A few years ago I have shown how to run Scala on a Raspberry Pi. That was on a Raspberry Pi 1 Model B, the oldest of the revisions, with a single-core CPU.
Hardware has moved on and so I wanted to see the mileage with newer Scala version on a Raspberry Pi 3 with quad-core CPU and more memory.
Also, a suitable Java runtime is now easily available on the Raspberry and generally, all tools have evolved.
So here are the steps:
On the Raspberry, first check the Java version, it should be at least 1.8:
tobias@rpi06:~ $ java -version java version "1.8.0_65" Java(TM) SE Runtime Environment (build 1.8.0_65-b17) Java HotSpot(TM) Client VM (build 25.65-b01, mixed mode)
That should do, lets try.
Get SBT and let it do the job
We just need to execute:
tobias@rpi06:~ $ echo "deb https://dl.bintray.com/sbt/debian /" | sudo tee -a /etc/apt/sources.list.d/sbt.list tobias@rpi06:~ $ sudo apt-key adv --keyserver hkp://keyserver.ubuntu.com:80 --recv 2EE0EA64E40A89B84B2DF73499E82A75642AC823 tobias@rpi06:~ $ sudo apt-get update tobias@rpi06:~ $ sudo apt-get install sbt
We are almost there, but we need to tweak the Java runtime memory for the small Raspberry.

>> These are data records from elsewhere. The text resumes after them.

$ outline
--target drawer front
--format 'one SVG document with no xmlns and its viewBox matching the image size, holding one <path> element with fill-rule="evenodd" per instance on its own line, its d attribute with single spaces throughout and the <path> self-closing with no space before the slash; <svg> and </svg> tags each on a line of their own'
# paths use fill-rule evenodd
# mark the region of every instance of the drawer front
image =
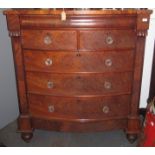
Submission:
<svg viewBox="0 0 155 155">
<path fill-rule="evenodd" d="M 27 71 L 112 72 L 133 69 L 133 51 L 123 52 L 39 52 L 24 51 Z"/>
<path fill-rule="evenodd" d="M 32 116 L 62 119 L 106 119 L 127 117 L 130 96 L 51 97 L 29 94 Z"/>
<path fill-rule="evenodd" d="M 26 49 L 76 50 L 76 31 L 22 30 L 22 46 Z"/>
<path fill-rule="evenodd" d="M 48 74 L 27 72 L 31 93 L 51 95 L 106 95 L 130 93 L 132 74 Z"/>
<path fill-rule="evenodd" d="M 133 30 L 80 31 L 81 50 L 111 50 L 135 47 Z"/>
<path fill-rule="evenodd" d="M 136 28 L 136 16 L 126 17 L 125 15 L 68 15 L 67 19 L 62 21 L 60 15 L 22 15 L 22 28 Z"/>
</svg>

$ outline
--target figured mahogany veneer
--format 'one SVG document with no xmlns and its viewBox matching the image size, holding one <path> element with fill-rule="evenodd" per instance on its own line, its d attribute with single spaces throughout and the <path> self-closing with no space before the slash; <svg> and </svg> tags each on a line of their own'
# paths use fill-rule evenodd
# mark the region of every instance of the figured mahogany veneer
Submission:
<svg viewBox="0 0 155 155">
<path fill-rule="evenodd" d="M 151 10 L 7 10 L 19 97 L 18 130 L 140 132 Z"/>
<path fill-rule="evenodd" d="M 124 94 L 131 92 L 131 75 L 130 72 L 119 74 L 48 74 L 27 72 L 27 91 L 29 93 L 58 96 Z"/>
<path fill-rule="evenodd" d="M 81 52 L 80 54 L 77 52 L 24 50 L 26 71 L 51 73 L 132 71 L 133 60 L 133 50 Z"/>
<path fill-rule="evenodd" d="M 127 117 L 129 114 L 129 99 L 129 95 L 114 96 L 111 98 L 55 97 L 30 94 L 29 108 L 30 115 L 34 117 L 40 116 L 46 119 L 107 120 L 110 118 Z"/>
</svg>

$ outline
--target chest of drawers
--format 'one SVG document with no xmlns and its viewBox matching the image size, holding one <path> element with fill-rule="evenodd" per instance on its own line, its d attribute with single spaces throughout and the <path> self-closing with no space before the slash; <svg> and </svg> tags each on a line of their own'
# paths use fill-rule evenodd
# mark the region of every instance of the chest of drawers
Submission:
<svg viewBox="0 0 155 155">
<path fill-rule="evenodd" d="M 25 141 L 34 129 L 140 131 L 150 10 L 7 10 Z"/>
</svg>

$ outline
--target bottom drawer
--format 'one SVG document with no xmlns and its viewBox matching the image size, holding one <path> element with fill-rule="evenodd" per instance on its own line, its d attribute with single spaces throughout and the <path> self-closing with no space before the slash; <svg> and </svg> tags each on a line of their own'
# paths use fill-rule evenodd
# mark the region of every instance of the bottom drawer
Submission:
<svg viewBox="0 0 155 155">
<path fill-rule="evenodd" d="M 31 116 L 47 119 L 109 119 L 129 114 L 129 95 L 53 97 L 29 94 Z"/>
</svg>

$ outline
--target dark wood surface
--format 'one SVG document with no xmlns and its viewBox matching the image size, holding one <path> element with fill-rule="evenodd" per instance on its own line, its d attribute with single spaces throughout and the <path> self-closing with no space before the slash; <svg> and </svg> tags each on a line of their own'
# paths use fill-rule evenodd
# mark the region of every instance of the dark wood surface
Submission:
<svg viewBox="0 0 155 155">
<path fill-rule="evenodd" d="M 139 96 L 151 10 L 8 10 L 20 116 L 34 129 L 140 132 Z"/>
<path fill-rule="evenodd" d="M 150 82 L 150 91 L 149 91 L 148 102 L 150 102 L 154 97 L 155 97 L 155 42 L 154 42 L 152 73 L 151 73 L 151 82 Z"/>
</svg>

We can either change the memory (in MB) via command line as in
sbt - mem 500 .....
or via Environment
export SBT_OPTS="-mem 500" sbt ......
I used the first approach to try out different memory sizes, and then put them in the environment once I settled on one number. For me the -mem 500 worked.
Creating a new Hello world project: As described here but with the added -mem parameter:
$ sbt new sbt/scala-seed.g8 -mem 500 .... Minimum Scala build. name [My Something Project]: hello Template applied in ./hello
The first time it downloads a lot of scala jars and this will take a while, approx 15-20 minutes, but patience is ultimately rewarded.
Just enter this newly created directory and start “sbt run”
cd hello sbt run -mem 500
Again, first time it will download stuff and take some time (4-5 min), but eventually it will say “hello” first time it took 250 s. The second run was much faster, but still about 30 sec for sbt just to check whether anything had changed in the project.
I hope this may be of help for some people out in the Internet, at least this note will serve as a reminder to myself how to get started with Scala on the Raspberry Pi.